So how good was Lubomir Visnovsky? The Ducks were 8-5-3 in the Month of Lubo (March 6th-April 6th), but many of those games were played without Wisniewski (and obviously all of them without Ryan Whitney), so it's hard to go by team record. What about the basic stat line?
The -6 is rough, and there are no isolated Corsi ratings available, but Visnovsky logged two multiple minus efforts over his month with the team: a 5-2 win against Colorado and a 4-5 overtime loss to Vancouver. Other than that, the number is a factor of several -1 efforts, but that's nothing special on this Ducks team. The PIM came in the form of a Hooking penalty against the Islanders and an Interference penalty against the Sharks. Other than those negatives, it's all good stuff here, especially over a 16-game sample.
Lubo had a game winning goal, three multi-point efforts and one seven shot night against Nashville. In fact, the blueliner posted 4 or more shots in half of his 16 games in an Anaheim uniform. Getzlaf, by comparison, recorded 4 or more shots in 35% of his starts this season.
More after the jump...
Lubo was a horse down the stretch, logging 24.9 shifts per game and the longest shift average on the team with 63 seconds. His time on ice per game was 25:59, with 20:17 at even strength, 5:09 on the power play and 0:33 shorthanded. He played that time on the usual Randy Carlyle rotisserie, but he most often found himself in an even strength pairing with Sheldon Brookbank or Aaron Ward. His primary partner on special teams was, of course, Scott Niedermayer.
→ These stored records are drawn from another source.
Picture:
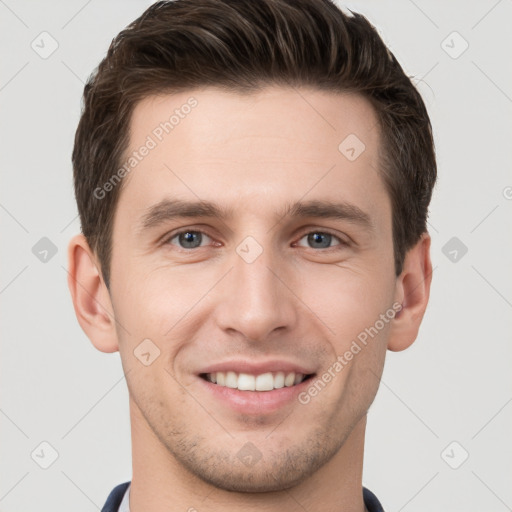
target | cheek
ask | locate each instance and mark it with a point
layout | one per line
(348, 301)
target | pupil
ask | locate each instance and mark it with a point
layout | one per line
(317, 237)
(187, 239)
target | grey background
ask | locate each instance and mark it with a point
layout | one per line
(452, 385)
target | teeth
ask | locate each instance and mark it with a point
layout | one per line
(263, 382)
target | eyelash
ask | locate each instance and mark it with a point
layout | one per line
(342, 243)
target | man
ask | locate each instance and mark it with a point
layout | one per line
(253, 180)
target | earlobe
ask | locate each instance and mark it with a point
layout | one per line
(412, 291)
(90, 296)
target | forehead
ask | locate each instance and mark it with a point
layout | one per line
(250, 151)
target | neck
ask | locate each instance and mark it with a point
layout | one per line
(161, 484)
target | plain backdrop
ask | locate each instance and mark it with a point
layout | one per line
(438, 434)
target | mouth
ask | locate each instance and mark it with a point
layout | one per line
(267, 381)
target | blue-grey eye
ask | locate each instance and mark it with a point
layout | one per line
(189, 239)
(321, 240)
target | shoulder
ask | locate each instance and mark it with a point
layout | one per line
(371, 501)
(115, 497)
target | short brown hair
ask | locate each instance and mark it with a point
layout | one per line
(242, 46)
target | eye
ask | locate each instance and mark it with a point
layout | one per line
(188, 239)
(322, 239)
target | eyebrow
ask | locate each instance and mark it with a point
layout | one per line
(171, 209)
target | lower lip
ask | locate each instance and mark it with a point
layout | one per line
(255, 402)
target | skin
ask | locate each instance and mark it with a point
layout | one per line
(297, 301)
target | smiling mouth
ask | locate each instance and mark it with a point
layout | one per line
(263, 382)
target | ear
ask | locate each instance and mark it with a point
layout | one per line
(91, 298)
(412, 291)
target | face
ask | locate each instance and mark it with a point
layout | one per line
(272, 282)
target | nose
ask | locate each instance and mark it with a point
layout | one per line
(257, 300)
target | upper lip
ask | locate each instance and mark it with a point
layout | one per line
(256, 368)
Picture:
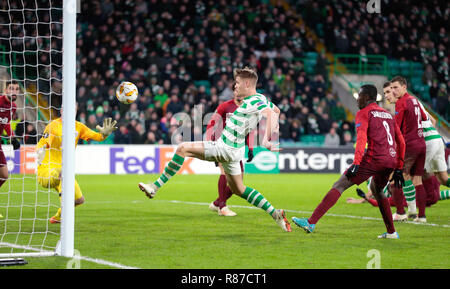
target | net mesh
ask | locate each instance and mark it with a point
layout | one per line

Lubo's 25:59 per game was key for anyone worried about his ability to replace a player 6 years his junior in Whitney. The 6'4" blueliner averaged 24:33 per game for the Ducks, and Visnovsky was averaging only 20:45 per game in Edmonton. But Lubo came through with a five minute jump AND two more minutes of power play time per game than Whitney had produced. It's a significantly smaller sample size, but Visnovsky seems up to the challenge of a Carlyle corps.
It would be a gross understatement to say that Visnovsky "seems to be working out." The defenseman is fostering forgiveness amongst a fanbase scorned by Bob Murray's recent blueline decisions, be they Whitney, Wisniewski, Boynton or the decision to be Sbisa-free. But I, for one, have trouble giving Murph too much credit for this. His pro scouting interest in the OIlers seemed to lay with Ethan Moreau just a month earlier, so Darryl Sutter's decision to come a-calling for Vesa Toskala (and his hefty salary) may have been the driving force behind getting this deal done. So, I guess I'm saying 'Thank you, Darryl. Thank you for Lubomir Visnovsky."